Mobile mentors deployed in Visayas

By TONY PE. RIMANDO
June 23, 2011, 4:33pm

CEBU CITY, Cebu, Philippines – The Department of Education (DepEd) has deployed a total of 377 mobile teachers for the past six years in Eastern, Central and Western Visayas to provide basic literacy lessons to school-age children in remote villages in the three regions, it was learned here recently.

Director Carolina S. Guerrero of the Bureau of Alternative Learning System (BALS), formerly known as the Bureau of Non-Formal Education, said during a national conference of regional alternative learning system (ALS) chiefs and assistant chiefs that DepEd, through BALS, employs mobile tutors to teach basic literacy skills to children who cannot enroll in regular elementary schools owing to the far distance of their homes.

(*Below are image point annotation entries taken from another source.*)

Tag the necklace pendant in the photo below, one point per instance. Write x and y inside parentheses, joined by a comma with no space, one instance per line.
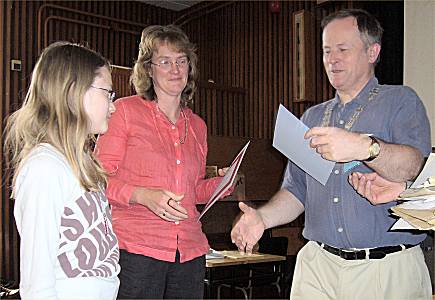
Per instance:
(106,227)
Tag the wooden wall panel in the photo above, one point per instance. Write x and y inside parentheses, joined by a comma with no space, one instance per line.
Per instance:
(248,46)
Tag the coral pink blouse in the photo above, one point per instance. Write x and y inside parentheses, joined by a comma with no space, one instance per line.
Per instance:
(142,148)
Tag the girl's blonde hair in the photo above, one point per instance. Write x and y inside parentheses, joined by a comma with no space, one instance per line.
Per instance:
(53,111)
(152,37)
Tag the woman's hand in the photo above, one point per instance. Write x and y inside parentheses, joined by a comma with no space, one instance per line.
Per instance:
(223,171)
(163,203)
(375,188)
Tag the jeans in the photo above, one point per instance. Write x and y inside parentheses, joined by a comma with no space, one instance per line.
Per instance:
(144,277)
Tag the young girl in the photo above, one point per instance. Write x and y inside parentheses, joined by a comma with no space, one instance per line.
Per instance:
(68,249)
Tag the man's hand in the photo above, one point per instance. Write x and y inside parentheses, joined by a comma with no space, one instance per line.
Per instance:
(375,188)
(248,229)
(339,145)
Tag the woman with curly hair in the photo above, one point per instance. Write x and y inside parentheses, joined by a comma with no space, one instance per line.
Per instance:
(155,153)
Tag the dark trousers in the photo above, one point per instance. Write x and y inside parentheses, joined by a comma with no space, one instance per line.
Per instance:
(144,277)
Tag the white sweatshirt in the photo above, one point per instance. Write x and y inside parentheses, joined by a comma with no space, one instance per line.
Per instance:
(68,249)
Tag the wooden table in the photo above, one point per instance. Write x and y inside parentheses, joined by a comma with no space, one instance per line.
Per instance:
(232,264)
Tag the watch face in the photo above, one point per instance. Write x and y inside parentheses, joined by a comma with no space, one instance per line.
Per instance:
(375,148)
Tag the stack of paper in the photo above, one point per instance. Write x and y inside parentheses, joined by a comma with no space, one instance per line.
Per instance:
(418,212)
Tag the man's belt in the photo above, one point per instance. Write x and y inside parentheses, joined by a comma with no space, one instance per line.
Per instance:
(374,253)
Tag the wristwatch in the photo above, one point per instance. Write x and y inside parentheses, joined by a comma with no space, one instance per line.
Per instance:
(374,149)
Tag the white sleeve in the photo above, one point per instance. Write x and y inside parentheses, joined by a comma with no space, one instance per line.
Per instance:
(40,193)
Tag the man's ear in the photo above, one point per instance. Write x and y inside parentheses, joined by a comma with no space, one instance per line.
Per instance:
(373,52)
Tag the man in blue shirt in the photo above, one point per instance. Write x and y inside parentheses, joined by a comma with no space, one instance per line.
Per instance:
(351,254)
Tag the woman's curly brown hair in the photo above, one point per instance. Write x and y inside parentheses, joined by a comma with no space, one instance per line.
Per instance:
(152,37)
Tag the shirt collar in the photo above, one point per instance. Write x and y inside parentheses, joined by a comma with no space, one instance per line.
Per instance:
(362,97)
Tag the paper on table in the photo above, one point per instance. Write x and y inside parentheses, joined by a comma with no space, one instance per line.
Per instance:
(289,139)
(401,224)
(227,180)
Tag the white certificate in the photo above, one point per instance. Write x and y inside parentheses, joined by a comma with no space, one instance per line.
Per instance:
(289,139)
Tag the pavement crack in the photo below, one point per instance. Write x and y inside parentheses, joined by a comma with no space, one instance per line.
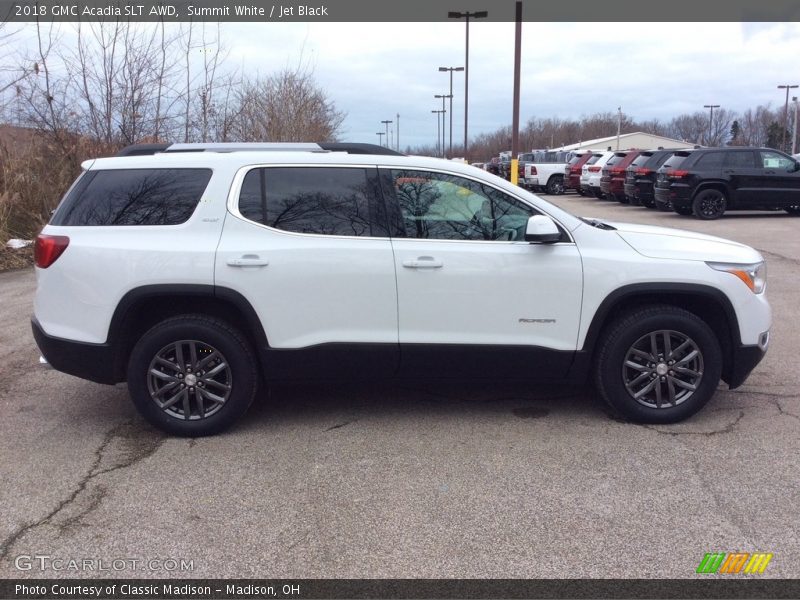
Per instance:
(727,429)
(132,450)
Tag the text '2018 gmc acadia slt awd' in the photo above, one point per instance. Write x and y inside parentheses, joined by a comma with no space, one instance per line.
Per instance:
(194,272)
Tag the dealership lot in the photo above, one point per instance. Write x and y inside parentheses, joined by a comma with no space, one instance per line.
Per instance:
(407,479)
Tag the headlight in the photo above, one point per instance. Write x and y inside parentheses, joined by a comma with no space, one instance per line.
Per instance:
(754,276)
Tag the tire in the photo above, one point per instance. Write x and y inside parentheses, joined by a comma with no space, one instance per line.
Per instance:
(217,389)
(709,204)
(555,185)
(625,365)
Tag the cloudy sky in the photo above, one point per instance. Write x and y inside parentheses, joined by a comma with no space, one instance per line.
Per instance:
(653,70)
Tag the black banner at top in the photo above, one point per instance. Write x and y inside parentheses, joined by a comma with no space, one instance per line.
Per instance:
(333,11)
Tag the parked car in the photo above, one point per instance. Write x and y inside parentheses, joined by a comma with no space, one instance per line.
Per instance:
(592,172)
(710,181)
(199,271)
(612,180)
(641,174)
(572,172)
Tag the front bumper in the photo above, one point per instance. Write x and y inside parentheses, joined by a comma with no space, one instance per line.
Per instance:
(94,362)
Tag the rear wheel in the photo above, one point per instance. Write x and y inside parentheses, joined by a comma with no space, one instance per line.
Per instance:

Guerrero explained that a mobile teacher, armed with appropriate instructional modules, travels usually by foot to a remote barangay or sitio, gathers some 20 to 50 children and group them together in a non-graded class through the help of local leaders and parents using a barangay chapel, if any, or a tree-shaded area as a classroom.

For a period of about five months, Guerrero said, the mentor teaches the children basic literacy skills like reading, ‘riting and ‘rithmetic (or the so-called three Rs), with some livelihood lessons integrated into the subjects.